Low wages long have been one of the cornerstones of northern Nevada's economic growth, but now they're becoming a problem.
The region's low cost of living low, at least, compared with neighboring California is disappearing.
And a workforce that isn't as well educated as those in other regions is likely to present a challenge to economic policymakers.
Those are among the observations of residents of northern Nevada including a good sampling of business owners and executives as they began the process of developing a plan for the region's economic future.
As they filled out on-line surveys, visited with researchers from the consulting firm AngelouEconomics and participated in focus groups, residents were quick to spotlight the region's economic growth and its increasing diversity.
But they also voiced worries about issues that need to be addressed in the "Target 2010" planning effort spearheaded by the Economic Development Authority of Western Nevada.
Low wages, for instance.
Researchers from AngelouEconomics, the Austin company that's handling the planning effort, found that the average annual wage in the 30 largest occupational categories in northern Nevada is relatively low $28,573.
Wage levels in the region run 10 percent lower than the national average, even though household income in the area is higher than national figures.
(It's possible that tips earned by workers in the casino and hospitality industry may account for the higher household income figures, said Chuck Alvey, the president and chief executive officer of EDAWN.)
The three largest occupational categories in the region, AngelouEconomics noted, are retail salespersons, maids and housekeepers and cashiers.
"Although [the] top 30 occupations are fast growing, their low wages and educational requirements will not help the region attract a more skilled workforce," the researchers wrote. But even among professional and technical jobs that are considered to be higher-paying, the average wages in northern Nevada are only 90 percent of the national averages.
That may reflect the relatively small number of companies in fields such as technology.
"Because there are limited employment options, these employers are able to pay lower wages because they hold a captive employee base," AngelouEconomic researchers wrote. "High-tech workers cannot simply change employers for higher pay because there is a lack of other high-tech jobs in the region."
And employers, faced with tight labor supplies in the region, are having trouble recruiting elsewhere in the country because of relatively low wages.
The issues with low wages became even more pronounced as the region's cost of living housing prices, in particular rose sharply in recent years.
Said one respondent to the Target 2010 survey: "The cost of living is the greatest barrier to business growth ... it is beginning to outweigh the region's tax benefits."
In turn, AngelouEconomic researchers said, higher costs of living may erode the cost advantages that had been a cornerstone of the region's economic development strategies.
"By positioning itself as the 'low-cost' location, northern Nevada runs the risk of losing its business base to a lower cost region in the United States or abroad," the researchers cautioned.

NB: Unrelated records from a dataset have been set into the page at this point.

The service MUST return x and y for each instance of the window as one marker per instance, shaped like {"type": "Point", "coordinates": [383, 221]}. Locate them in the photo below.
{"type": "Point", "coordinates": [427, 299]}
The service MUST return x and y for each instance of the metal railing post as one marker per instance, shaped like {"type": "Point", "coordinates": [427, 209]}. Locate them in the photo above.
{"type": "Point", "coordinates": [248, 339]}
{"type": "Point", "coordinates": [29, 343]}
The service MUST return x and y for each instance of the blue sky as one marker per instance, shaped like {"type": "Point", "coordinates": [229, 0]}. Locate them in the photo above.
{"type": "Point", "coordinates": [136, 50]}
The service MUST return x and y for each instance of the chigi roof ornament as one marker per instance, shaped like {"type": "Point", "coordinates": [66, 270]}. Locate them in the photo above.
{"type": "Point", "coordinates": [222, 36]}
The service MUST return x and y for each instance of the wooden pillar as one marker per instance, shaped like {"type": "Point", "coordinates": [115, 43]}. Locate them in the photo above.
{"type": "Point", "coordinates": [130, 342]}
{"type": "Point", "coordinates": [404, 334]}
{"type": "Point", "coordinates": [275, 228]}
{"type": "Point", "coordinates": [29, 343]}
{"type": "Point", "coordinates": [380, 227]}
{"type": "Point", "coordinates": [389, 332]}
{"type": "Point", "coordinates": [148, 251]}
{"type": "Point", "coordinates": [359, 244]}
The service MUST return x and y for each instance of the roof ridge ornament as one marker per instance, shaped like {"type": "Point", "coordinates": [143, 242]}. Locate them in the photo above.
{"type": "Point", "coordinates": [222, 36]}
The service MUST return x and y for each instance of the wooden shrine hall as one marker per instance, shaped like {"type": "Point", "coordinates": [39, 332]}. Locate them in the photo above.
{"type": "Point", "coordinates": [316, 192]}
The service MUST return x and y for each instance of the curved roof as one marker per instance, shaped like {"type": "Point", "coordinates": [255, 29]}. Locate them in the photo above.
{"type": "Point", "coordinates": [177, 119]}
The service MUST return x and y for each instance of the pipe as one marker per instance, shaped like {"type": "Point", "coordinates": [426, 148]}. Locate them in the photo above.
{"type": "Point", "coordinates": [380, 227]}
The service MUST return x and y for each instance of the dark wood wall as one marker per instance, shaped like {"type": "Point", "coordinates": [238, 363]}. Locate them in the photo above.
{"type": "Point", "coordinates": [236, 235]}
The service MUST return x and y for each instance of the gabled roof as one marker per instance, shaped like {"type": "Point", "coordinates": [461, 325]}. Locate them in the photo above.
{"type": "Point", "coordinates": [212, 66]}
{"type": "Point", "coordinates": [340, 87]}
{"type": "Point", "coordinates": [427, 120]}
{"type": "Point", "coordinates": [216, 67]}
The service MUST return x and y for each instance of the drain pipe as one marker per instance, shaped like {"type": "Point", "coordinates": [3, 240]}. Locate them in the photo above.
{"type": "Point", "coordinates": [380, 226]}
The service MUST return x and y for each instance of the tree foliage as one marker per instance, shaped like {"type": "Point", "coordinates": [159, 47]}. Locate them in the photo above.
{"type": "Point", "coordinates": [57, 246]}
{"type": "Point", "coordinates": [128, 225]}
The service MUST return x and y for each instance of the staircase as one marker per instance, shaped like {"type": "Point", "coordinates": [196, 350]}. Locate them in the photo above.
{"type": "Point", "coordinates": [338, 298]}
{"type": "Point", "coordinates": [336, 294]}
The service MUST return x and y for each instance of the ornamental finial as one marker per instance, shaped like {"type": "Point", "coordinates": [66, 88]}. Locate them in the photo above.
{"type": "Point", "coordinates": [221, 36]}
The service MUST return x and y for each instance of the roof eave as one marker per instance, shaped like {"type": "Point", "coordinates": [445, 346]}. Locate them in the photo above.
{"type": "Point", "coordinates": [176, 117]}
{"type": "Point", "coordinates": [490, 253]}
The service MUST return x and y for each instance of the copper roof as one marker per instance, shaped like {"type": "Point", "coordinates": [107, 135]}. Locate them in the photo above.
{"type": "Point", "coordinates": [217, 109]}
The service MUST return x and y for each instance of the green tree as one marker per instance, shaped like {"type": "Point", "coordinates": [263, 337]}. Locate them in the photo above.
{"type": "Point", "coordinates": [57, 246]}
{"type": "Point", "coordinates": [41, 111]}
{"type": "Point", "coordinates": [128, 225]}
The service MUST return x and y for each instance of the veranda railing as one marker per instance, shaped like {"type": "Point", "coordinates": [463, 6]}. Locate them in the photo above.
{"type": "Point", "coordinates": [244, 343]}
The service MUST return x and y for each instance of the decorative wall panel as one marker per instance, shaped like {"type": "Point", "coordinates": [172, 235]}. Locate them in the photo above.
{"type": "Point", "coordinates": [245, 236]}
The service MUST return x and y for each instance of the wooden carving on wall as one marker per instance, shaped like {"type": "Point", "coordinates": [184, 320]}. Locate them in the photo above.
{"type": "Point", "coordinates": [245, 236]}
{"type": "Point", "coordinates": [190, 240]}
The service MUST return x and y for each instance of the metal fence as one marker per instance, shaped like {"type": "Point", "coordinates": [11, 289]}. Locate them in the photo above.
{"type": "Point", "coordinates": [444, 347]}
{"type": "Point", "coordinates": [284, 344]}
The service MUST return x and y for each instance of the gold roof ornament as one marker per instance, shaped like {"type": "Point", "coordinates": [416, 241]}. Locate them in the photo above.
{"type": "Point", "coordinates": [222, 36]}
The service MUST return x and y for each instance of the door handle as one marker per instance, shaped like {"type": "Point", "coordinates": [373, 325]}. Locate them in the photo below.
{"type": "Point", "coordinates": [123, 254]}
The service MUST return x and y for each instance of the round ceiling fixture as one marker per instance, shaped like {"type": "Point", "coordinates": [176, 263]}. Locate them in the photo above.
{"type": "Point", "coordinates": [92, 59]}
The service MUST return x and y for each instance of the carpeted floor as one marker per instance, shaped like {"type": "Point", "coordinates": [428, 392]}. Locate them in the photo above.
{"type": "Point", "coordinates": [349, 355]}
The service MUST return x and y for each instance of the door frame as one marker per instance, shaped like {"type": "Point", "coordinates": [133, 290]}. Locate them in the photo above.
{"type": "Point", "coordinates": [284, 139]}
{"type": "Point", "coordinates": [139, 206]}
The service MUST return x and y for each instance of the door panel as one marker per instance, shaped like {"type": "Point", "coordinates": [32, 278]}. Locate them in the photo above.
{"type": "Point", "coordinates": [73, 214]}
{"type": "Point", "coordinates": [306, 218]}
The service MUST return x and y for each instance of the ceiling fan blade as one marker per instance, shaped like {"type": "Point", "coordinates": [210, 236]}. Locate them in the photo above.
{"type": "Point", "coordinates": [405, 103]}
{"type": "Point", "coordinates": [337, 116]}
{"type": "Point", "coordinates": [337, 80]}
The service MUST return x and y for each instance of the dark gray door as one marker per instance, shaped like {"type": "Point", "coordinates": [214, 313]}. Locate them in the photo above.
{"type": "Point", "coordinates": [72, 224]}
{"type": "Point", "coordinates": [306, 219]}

Efforts to attract higher-skill, higher-paying jobs, however, may hang up on the relatively low educational attainment of its workforce.
Only 13 percent of the region's residents have a bachelor's degree compared with nearly 17 percent nationally and the northern Nevada figure hasn't changed for more than 15 years, the researchers said.
And the percentage of high school graduates in the region who take the SAT remains far below the national figure.
Meanwhile, young professionals those aged 25 to 44 are a shrinking portion of the region's workforce. Although the demographic is growing, it hasn't been growing as fast as the rest of the population.
In fact, the researchers noted, the region's population is growing older. The median age in northern Nevada is 37.4, significantly higher than the state and national medians, and the median age in the region is rising much more rapidly than the state as a whole.
Alvey said one of the primary goals of the Target 2010 study finding ways to develop higher-paying jobs in the region by itself will begin to address issues with wages and cost of living.
And he said the study's finding that the area has a relatively older population is likely to spur thinking about ways to harness that group's economic power.
Among other findings in the AngelouEconomics study:
* The region has made good progress in diversifying its economic base in the past five years.
* Relatively few jobs in the region are at risk of being moved offshore.
* Employers don't appear to be using workforce development programs as well as they might.
* Residents believe growth is straining the local transportation infrastructure.
* The aggressive statewide efforts to market Nevada to businesses in California need to be followed up with campaigns that target specific California markets.
* Outsiders and a fair number of current residents as well are unclear about the definition of "northern Nevada."
(The full study is available as a PDF download at target2010.org. Click on "Target 2010 Report One: Comprehensive Assessment" in the Reports area.)
Ben Loftsgaarden of Angelou Economics noted that the study, the first of five to be generated by his company during its analysis of the regional economy, is intended to establish some baseline data. Next up, he said, is work on identifying industries that the region might target.
"That's the crux of the whole process," Loftsgaarden said.